SUMMARY

What’s the fastest and/or shortest you can turn this:

in = [“i”, “v”, “w”, “e”, “l”, “d”, “u”, “f”, “e”, “v”, “f”, “e”,

“d”, “e”, “w”, “d”]

into this:

[“i”, “l”, “u”, “v”, “f”, “e”, “w”, “d”]

?

DETAILS

The goal is, given a stream of items, to produce the same ordered

stream with no duplicates, where the relative position of the last item

wins. The shortest (and fastest?) for me turns out to be simply:

in.reverse.uniq.reverse

I have the question mark because the in-place version is sometimes

faster, sometimes slower in my tests:

out = in.dup; out.reverse!; out.uniq!; out.reverse!

I thought it might be faster to loop through the array in one pass

myself, but that turns out to be about 4x slower:

seen = {}

out = in.dup

out.each_with_index{ |v,i|

if n=h[v]

out[n] = nil

end

h[v] = i

}

out.compact!

The input for me isn’t REALLY an array, but rather a series of items

that I receive one at a time from a depth-first traversal of a graph.

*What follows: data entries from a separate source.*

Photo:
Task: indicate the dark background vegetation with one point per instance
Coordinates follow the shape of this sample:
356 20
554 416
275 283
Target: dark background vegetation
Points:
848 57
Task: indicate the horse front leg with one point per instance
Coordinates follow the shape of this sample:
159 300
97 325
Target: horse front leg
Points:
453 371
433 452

If this influences your answer, so be it

BACKGROUND

Why is this problem mildly interesting? See

http://phrogz.net/nodes/traversingdirectedgraph.asp

I was reading that page for nostalgia the other day and thought about

porting the calculation library to Ruby for fun, and to see how much

easier solving the problem would be in Ruby.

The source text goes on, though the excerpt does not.